Ohio Scandals May Give Democrats a Lift

Tom Noe, indicted last month on charges of violating campaign funding laws, is under investigation in connection with a contract he was granted to invest workers' compensation funds in coins.
Tom Noe, indicted last month on charges of violating campaign funding laws, is under investigation in connection with a contract he was granted to invest workers' compensation funds in coins. (By Aaron Carpenter -- Associated Press)
By Peter Slevin
Washington Post Staff Writer
Sunday, November 27, 2005

COLUMBUS, Ohio -- The scandal began as a curiosity. Tom Noe, a gregarious businessman and Republican Party leader in northwest Ohio, had been entrusted with $50 million in state money to invest in rare coins, with the idea of winning fat returns for the workers' compensation fund.

It seemed an oddity at most, but like a loose thread on a jacket, the more investigators pulled, the more the garment unraveled, revealing members of Ohio's Republican establishment who had been wined, dined and enriched by Noe.

Gov. Bob Taft (R), heir to the state's most famous political name, pleaded no contest in August to accepting secret freebies from Noe and others and was fined $4,000. Members of his staff admitted borrowing money from Noe or using his Florida Keys vacation home. Millions in state funds proved to be missing from Noe's accounts.

As Republicans raced to distance themselves from Noe, a federal grand jury in Toledo indicted him last month on charges that he illegally funneled $45,400 in campaign contributions to President Bush's reelection campaign. Prosecutors said he circumvented the $2,000 limit on individual contributions by getting 24 friends and associates to make the contributions, and reimbursing them.

Although Noe protests he is innocent, investigators are asking how far the growing scandal will go, and political consultants are measuring the potential fallout in a crucial Midwestern state controlled by the GOP. Historically, power has been split between the major parties in Ohio, but Republicans have won the past two presidential elections, and taken hold of both U.S. Senate seats and the state legislature in recent years. Republicans have occupied the governor's office since 1990.

The Republican brand in Ohio last week picked up another dent when six-term Rep. Robert W. Ney was identified as the recipient of favors -- including a golf trip to Scotland, meals and sports tickets -- from lobbyists Jack Abramoff and Michael Scanlon in return for official actions. A lawyer for the central Ohio congressman denied the allegations.

Last year, the GOP caucus in the state legislature was buffeted by reports of improper fundraising and self-dealing by two consultants working for the Republican speaker of the state House.

With Ney under a cloud and Taft's approval rating diving to a historically low 15 percent in a Columbus Dispatch poll, Democrats hope to harness the scandals as part of a national campaign to paint their opponents as purveyors of arrogance and greed.

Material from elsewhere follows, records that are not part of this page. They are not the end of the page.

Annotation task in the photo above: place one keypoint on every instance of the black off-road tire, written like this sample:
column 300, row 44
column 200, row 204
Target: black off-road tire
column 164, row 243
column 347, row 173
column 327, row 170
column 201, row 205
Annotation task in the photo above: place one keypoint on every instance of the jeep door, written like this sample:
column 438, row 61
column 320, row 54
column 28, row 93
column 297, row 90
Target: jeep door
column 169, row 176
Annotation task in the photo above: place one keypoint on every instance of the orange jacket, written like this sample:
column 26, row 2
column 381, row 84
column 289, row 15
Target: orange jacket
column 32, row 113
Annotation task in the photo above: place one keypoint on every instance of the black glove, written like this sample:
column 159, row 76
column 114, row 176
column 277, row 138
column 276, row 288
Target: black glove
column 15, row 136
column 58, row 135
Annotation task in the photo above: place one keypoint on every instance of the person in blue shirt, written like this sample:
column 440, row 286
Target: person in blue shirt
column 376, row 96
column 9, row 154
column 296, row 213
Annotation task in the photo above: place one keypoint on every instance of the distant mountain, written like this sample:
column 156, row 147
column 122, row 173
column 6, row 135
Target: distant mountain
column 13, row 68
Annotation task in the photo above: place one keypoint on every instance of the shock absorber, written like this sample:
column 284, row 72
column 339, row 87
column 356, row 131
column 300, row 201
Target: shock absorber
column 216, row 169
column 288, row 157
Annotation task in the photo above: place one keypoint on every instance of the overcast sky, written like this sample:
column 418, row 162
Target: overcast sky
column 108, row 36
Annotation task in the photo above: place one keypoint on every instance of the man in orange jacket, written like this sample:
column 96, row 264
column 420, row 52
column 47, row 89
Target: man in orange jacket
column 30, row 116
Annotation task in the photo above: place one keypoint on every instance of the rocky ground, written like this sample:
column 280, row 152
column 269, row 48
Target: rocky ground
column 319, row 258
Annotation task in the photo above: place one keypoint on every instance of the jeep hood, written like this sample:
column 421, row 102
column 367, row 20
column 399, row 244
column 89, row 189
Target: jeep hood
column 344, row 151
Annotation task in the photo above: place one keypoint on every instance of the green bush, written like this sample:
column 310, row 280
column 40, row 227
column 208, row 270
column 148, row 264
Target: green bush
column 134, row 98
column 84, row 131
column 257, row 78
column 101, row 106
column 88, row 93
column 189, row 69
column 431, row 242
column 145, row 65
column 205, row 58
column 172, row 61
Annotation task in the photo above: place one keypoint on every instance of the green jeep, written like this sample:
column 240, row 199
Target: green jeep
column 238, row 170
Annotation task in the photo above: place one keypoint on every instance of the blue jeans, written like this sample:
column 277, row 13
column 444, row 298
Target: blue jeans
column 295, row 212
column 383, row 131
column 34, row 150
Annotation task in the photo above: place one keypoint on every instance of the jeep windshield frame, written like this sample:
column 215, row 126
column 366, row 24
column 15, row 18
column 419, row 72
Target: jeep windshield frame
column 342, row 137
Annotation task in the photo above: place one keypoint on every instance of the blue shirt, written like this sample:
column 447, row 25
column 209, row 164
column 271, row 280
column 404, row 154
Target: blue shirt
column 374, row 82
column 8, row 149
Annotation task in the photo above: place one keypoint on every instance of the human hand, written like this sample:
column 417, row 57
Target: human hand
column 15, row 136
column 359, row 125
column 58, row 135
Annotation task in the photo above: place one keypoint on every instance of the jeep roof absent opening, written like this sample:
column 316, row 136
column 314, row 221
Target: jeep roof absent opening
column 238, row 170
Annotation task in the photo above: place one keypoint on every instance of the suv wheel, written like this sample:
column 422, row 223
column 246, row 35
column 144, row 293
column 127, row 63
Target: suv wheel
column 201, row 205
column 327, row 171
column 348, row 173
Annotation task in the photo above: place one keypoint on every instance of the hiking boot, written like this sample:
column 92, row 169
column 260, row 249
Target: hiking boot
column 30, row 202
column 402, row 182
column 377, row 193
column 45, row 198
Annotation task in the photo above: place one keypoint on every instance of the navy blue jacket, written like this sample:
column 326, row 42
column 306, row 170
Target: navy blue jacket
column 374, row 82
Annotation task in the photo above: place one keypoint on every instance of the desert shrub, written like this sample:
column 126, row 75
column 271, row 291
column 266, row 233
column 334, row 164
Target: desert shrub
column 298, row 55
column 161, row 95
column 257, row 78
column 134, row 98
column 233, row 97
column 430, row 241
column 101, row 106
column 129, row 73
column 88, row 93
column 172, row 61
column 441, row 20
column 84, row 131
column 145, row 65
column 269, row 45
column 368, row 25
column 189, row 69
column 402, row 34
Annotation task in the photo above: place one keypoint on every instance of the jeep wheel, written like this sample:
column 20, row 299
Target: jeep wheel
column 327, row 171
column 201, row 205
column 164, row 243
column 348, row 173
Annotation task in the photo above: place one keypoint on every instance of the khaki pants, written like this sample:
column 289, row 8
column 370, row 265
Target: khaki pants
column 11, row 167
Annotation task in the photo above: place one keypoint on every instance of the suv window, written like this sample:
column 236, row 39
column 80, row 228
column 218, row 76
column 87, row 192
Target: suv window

"My great fear politically is the Republicans will push him out of office," Rep. Chris Redfern, leader of the Democratic minority in the statehouse, said of Taft. "Keeping him in office is better for the Democrats than allowing him to leave under the cover of darkness."

Taft has pledged to finish his term and leave office in January 2007, as he is required to do by term limits. The governor's spokesman, Mark Rickel, dismissed the Democrats' criticisms of Taft.

"When the voters wanted solutions," Rickel said of Ohio Democrats, "they failed to offer solutions."

Ohio is the bellwether state that pushed President Bush over the top against Sen. John F. Kerry (D-Mass.) in the final hours of the November 2004 vote-counting. Often studied for signals of national importance, the state is suffering from a flat economy and damage to the president's standing by the increasingly unpopular war in Iraq.